The answer, remarkable to some I know, is absolutely not.
If my child has trouble with his homework, that’s my job to help him. If my child is struggling with another student in his class, that’s my job to give him the skills to deal with it and then to follow up to make sure his teacher knows and supports him accordingly. I do not expect to call my son’s teacher at 9pm to have her help him with his math nor do I expect my son’s teacher to know at every moment what is happening in the minds and hearts of the 30 students—wait, that’s 36 students—in her room. I am my child’s mother. The buck stops with his father and me, not his teacher.

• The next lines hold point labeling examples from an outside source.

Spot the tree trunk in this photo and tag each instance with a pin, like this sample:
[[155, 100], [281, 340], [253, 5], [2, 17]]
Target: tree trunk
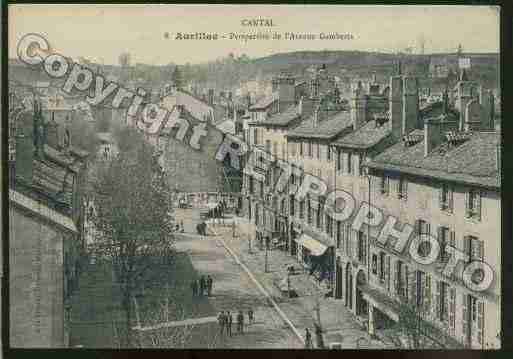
[[126, 307]]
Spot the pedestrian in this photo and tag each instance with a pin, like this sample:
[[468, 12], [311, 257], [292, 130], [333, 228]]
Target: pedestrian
[[240, 322], [209, 285], [194, 287], [308, 339], [251, 317], [220, 320], [229, 322], [202, 285]]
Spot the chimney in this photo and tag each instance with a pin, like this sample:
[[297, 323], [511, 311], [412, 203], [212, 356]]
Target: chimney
[[498, 157], [358, 110], [211, 97], [396, 105], [410, 104], [286, 91], [433, 135], [315, 117], [52, 132]]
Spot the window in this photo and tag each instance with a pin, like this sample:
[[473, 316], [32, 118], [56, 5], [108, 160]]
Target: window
[[384, 185], [251, 185], [446, 197], [473, 204], [474, 248], [423, 228], [442, 301], [382, 267], [445, 238], [362, 247], [374, 264], [402, 188], [339, 235]]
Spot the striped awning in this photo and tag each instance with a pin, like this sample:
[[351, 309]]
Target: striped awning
[[316, 248]]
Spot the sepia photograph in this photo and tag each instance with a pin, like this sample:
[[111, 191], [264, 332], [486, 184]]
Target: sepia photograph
[[215, 176]]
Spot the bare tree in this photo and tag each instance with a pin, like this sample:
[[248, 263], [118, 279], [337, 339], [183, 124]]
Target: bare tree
[[133, 217]]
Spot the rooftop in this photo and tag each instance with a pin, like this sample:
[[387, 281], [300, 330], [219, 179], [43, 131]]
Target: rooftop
[[264, 102], [366, 136], [472, 162], [283, 118], [326, 129]]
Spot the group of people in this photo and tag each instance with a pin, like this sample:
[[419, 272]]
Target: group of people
[[202, 285], [225, 320]]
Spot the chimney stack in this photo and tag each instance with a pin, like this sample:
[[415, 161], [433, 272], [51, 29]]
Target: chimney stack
[[396, 105], [410, 104], [433, 135], [358, 110], [52, 131], [211, 97]]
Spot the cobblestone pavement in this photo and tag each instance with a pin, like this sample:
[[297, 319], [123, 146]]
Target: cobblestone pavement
[[338, 323], [233, 291]]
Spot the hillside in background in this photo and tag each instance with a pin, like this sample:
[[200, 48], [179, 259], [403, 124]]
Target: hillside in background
[[231, 71]]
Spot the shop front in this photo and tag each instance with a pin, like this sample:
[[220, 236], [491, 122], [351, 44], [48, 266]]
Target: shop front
[[316, 256]]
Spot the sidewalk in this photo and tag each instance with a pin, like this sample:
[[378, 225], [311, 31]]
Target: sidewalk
[[339, 325]]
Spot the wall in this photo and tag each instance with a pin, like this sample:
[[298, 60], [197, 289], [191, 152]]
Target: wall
[[36, 283]]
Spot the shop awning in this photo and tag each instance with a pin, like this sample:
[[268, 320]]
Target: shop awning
[[316, 248]]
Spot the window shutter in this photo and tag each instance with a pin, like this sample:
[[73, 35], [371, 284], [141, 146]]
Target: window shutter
[[413, 288], [466, 247], [467, 204], [427, 294], [439, 235], [406, 281], [480, 252], [438, 300], [450, 191], [387, 272], [440, 196], [446, 303], [452, 310], [480, 324], [464, 321], [477, 205], [396, 277]]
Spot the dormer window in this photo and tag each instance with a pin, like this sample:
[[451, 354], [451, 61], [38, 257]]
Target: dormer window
[[473, 204], [445, 196]]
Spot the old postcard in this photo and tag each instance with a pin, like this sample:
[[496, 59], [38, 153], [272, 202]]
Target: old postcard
[[265, 176]]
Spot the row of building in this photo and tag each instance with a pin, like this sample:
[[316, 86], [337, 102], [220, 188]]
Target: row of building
[[436, 167], [46, 216]]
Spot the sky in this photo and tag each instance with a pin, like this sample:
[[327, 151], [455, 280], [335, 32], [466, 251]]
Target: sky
[[100, 32]]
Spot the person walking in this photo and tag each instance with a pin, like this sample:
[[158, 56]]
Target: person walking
[[202, 285], [308, 339], [221, 321], [209, 285], [194, 287], [229, 322], [250, 316], [240, 322]]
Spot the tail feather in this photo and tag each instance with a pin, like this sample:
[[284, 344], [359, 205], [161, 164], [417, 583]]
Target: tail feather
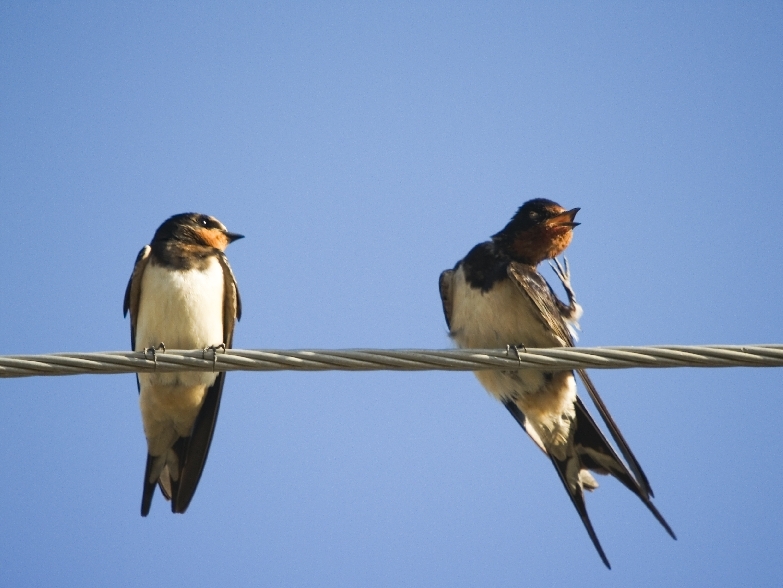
[[149, 487], [614, 431], [592, 451]]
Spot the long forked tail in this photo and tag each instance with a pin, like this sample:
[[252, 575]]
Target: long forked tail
[[591, 451], [595, 453]]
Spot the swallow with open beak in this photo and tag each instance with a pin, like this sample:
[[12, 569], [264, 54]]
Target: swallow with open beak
[[182, 295], [494, 298]]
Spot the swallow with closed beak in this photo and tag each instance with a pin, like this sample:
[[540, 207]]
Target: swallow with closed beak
[[182, 295], [494, 298]]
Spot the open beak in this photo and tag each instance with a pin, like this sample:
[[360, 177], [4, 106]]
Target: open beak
[[564, 219]]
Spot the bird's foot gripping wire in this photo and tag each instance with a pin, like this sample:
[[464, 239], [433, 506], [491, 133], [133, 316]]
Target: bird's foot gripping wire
[[563, 272], [516, 349], [573, 312], [154, 350], [214, 349]]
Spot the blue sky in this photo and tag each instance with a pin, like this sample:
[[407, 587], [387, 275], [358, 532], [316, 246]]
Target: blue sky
[[362, 148]]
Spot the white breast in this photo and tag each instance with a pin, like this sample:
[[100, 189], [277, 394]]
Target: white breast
[[507, 316], [182, 309]]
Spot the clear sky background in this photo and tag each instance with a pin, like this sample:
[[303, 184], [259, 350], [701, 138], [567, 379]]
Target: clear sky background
[[362, 148]]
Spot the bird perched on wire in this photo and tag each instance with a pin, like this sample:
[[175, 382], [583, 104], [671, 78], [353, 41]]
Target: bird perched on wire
[[182, 295], [495, 297]]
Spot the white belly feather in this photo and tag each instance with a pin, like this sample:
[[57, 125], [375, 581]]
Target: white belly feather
[[182, 310], [507, 316]]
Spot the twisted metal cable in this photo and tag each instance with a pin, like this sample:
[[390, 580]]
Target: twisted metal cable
[[120, 362]]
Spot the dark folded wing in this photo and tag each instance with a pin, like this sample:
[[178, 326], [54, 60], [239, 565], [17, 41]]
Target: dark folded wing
[[133, 291], [537, 289], [204, 426]]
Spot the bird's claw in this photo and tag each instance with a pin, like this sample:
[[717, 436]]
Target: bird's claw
[[154, 350], [563, 272], [214, 349]]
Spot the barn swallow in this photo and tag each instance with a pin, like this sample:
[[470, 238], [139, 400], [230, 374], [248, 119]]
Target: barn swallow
[[495, 298], [182, 295]]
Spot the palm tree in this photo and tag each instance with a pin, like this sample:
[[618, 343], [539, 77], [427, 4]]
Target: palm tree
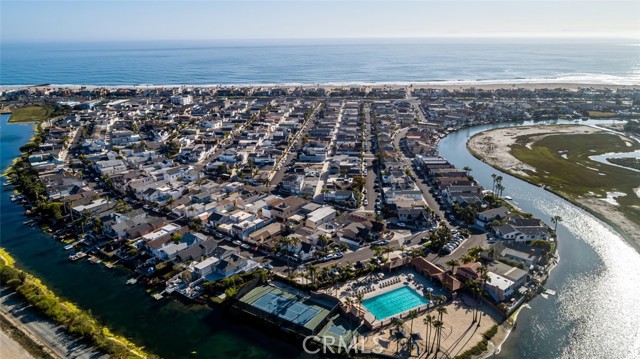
[[475, 252], [397, 323], [484, 278], [312, 270], [284, 246], [387, 250], [437, 325], [441, 312], [428, 322], [472, 284], [349, 303], [467, 259], [411, 316], [555, 219], [493, 187], [453, 263], [359, 299]]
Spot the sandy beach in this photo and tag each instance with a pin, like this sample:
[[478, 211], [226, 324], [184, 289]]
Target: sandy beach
[[494, 148], [444, 85]]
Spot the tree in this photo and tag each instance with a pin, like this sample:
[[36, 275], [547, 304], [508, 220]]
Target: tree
[[493, 186], [467, 259], [285, 246], [397, 323], [472, 285], [359, 299], [453, 263], [555, 219], [312, 272], [437, 325], [411, 316], [349, 302], [484, 278], [428, 322]]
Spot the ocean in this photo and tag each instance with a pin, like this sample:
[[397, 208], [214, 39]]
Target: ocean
[[450, 61]]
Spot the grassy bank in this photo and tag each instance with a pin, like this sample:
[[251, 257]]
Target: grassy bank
[[33, 348], [562, 163], [626, 162], [76, 321], [30, 113], [557, 174]]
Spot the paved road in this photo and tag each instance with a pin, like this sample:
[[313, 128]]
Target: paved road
[[9, 348], [47, 332]]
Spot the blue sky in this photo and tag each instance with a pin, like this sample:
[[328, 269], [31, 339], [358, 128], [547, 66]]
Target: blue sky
[[117, 20]]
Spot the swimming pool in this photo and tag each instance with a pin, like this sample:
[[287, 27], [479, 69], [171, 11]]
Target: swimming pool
[[391, 303]]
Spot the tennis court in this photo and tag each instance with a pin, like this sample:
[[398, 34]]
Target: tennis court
[[286, 308], [292, 306]]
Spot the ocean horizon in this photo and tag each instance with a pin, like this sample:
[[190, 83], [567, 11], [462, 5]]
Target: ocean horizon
[[442, 61]]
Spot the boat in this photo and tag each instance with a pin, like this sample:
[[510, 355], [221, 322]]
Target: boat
[[79, 255]]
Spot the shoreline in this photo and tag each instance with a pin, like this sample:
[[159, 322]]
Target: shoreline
[[626, 233], [436, 85]]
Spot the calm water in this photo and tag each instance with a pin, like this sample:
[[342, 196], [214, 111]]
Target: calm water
[[596, 311], [169, 328], [308, 62]]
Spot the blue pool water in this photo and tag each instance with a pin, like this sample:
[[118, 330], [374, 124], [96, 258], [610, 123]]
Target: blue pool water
[[394, 302]]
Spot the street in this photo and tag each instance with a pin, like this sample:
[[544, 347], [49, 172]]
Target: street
[[50, 334]]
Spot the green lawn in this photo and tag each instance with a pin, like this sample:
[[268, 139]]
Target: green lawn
[[31, 113], [627, 162], [577, 175]]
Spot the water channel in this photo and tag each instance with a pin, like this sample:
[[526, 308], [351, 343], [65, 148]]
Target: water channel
[[595, 313]]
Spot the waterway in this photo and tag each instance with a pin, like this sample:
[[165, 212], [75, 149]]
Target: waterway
[[595, 312], [167, 327]]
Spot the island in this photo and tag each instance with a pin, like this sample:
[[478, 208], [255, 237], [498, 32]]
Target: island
[[564, 160], [323, 212]]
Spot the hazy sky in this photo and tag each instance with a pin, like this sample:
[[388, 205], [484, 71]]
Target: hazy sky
[[59, 20]]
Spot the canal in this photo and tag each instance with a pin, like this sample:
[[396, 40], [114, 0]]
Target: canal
[[596, 311], [167, 327], [594, 314]]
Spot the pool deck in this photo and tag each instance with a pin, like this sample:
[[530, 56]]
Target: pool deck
[[459, 333]]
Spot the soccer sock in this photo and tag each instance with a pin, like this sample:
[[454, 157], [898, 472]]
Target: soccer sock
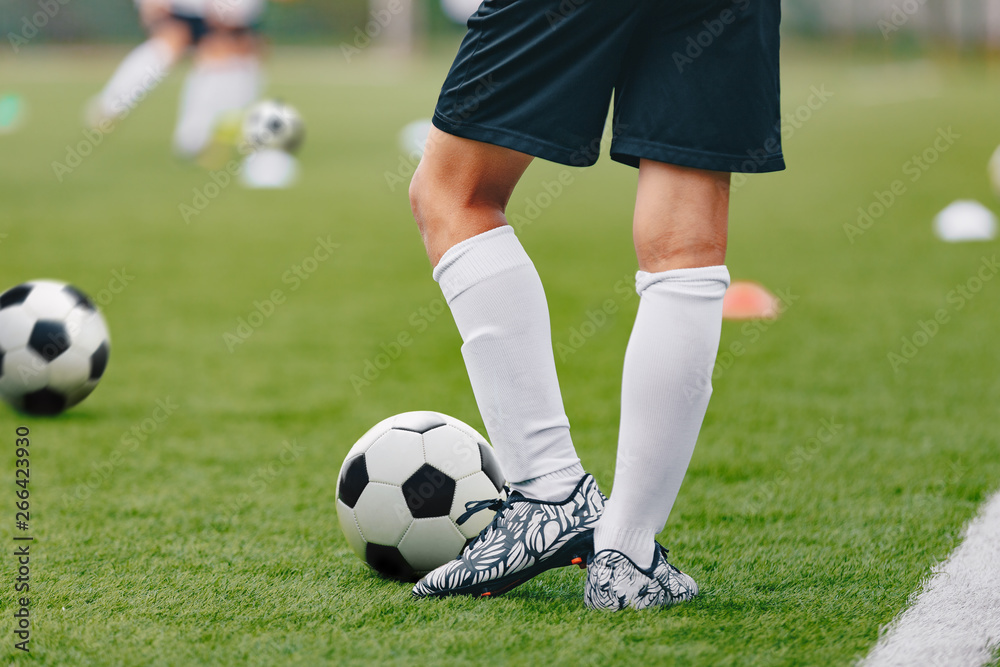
[[140, 72], [498, 303], [666, 385], [211, 89]]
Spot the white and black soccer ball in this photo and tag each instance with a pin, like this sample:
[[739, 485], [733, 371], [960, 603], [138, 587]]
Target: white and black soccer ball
[[405, 484], [54, 347], [273, 124]]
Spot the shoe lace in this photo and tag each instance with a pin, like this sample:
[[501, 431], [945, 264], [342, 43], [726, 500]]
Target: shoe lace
[[497, 505]]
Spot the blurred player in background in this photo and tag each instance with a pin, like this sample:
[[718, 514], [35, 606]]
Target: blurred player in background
[[225, 77]]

There is not one parent at my sons’ school who feels differently than I do. There is more parental involvement there than I have ever seen anywhere in my life. Teachers at his school couldn’t be less than great because, if they were, every one would know about it. Many families have only one parent working outside the home, but even the families that do not, or the families with single parents, or the families headed by grandmothers, we all see ourselves as one community working toward the common goal of excellence for our children. You know the other thing? My sons’ school has the among the highest test scores in the state. This is no coincidence.
How come some of the charter schools, even ones in desperately poor areas who serve the most at-risk youth in our nation, work so well? Not because there isn’t a teacher’s union, but because the parent(s) or guardian(s) have to sign a contract that they will be involved; they will volunteer at the school, they will help with the homework, they will not allow the TV to be used on school nights—in effect, they have to PARENT their children. Couple that with the innovation and excitement that goes along with a high quality school of any kind and you have yourself one fantastic education for your child.
We cannot in good conscience (nor in good science) blame what’s happening on the second floor and ignore what’s happening with the foundation. A high quality school is a complete team effort by all stakeholders; it is not a place where, if we just get rid of “bad” teachers, all glory will be restored to American education.
John Legend calls education “…the civil rights issue of our time,” and I agree it is. Trouble is, the success of the civil rights movement of the 60s and 70s wasn’t based on scapegoating and removing one group of people and expecting the rest to fall into place. It was about the community coming together to address the whole scope of complex issues in a meaningful way.
I applaud the start of a very difficult conversation just as I applaud the efforts to confront a system that is in desperate need of repair. Unless we plan to abandon the lure of “easy” answers and really tackle the complexity of the situation, however, we’re doomed to have one gorgeous second floor that inevitably will come crashing down around us.
This is a community problem that requires community intervention. If we don’t do it, we have to hold ourselves just as accountable as every one else.